David is back on his feet . . . his life, his path, once again entrusted to into the hand of God.

What’s changed?  He’s surrounded by other men without any prospects; he’s reunited with his parents and brothers, but they have no security or long range plan; he doesn’t know what God has in mind for tomorrow; he’s still hunted and hated by Saul.

But he’s willing to wait for whatever God chooses to do.

My life is in the hands of God and I’m trusting Him today.

On June 22, 2007, a hit-and-run incident left Daniel McConchie paralyzed from the waist down. Daniel says that since that traumatic day, he’s learned to pray the prayers of David.

And he’s written one of his own – about a year after his accident – just a few years ago.

Oh Lord, my God! Why do you wait to show up?
I cried out to you when trouble struck.
I asked for your restoration.
I know that you heard me. I know that you answered.

Yet nothing—nothing of meaning happens again today.
Infinitesimal changes dog my days.
I am hounded by the prayers of the fickle
Looking to me to prove their faith.

Wearily I drag on
Tiring of the waste, hating the horror,
The pain, the suffering, the never-ending trial.

The endless story drags on, and on, and on.

When will the clouds break?
When will the night cease?
When will the tunnel end?
When will you smile again?

What a two-edged sword your voice is!
You speak. And then wait?
You give hope. And then vanish into the mist?
Have you forgotten me?

Have more important things arrested your attention?

Hope turns black. This evil I have seen.
Nightly my dreams show me restored,
And in the morning I am broken again
Cursed to relive the horror of suffering's first day.

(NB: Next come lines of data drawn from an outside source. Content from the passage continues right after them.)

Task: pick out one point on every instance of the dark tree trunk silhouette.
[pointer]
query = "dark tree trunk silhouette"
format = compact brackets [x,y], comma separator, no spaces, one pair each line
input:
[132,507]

Please slay me! Blot my name from the ranks of the living!
For in the grave can I finally rest.
My wife can have her dreams again;
My children a father who can provide as I should.

I wasted my youth.

I dismissed the joys I should have embraced.
Now I am a mere spectator;
Pretending to be consequential while others take my place.
A position I threw away one fateful day.

How long? How long must I wait here in the middle?
Between healing and hell,
Between heaven and horror,
I am unable to move … unable to see … lost in eternal confusion.

My demons torment me
Batting me about like a toy, I spin and crash in endless cycle.
I no longer know which way is up,

Which way is right, which way to go.

Which way is the path to life?
Is it up an unclimbable mountain?
Or on a path tread by all but me

Who am I that God should remember me?
My only salvation is that he should not forget his image,
Or let his word be broken.

He is faithful to us because he is faithful to himself.

There is nothing I can do,
In no way can I help.
I sit in the ruins and wait,
And take comfort in those who lie in the ashes with me.

But one day, by his promise, I will stand;
Restored as his message of hope is fulfilled.
The Lord will turn this horror into a fading dream,
And I will honor his name forever.

“Partially Paralyzed Man offers a Modern-day Lament” @ http://www.preachingtoday.com/illustrations/2010/july/1071210.html

Sounds like someone who knows what the deep cave of Abdullam is like . . . but someone, like David who is now willing to wait for whatever God chooses to do.

Can we do any less today, than say the same; My life is in the hands of God and I’m trusting Him with fresh faith, today.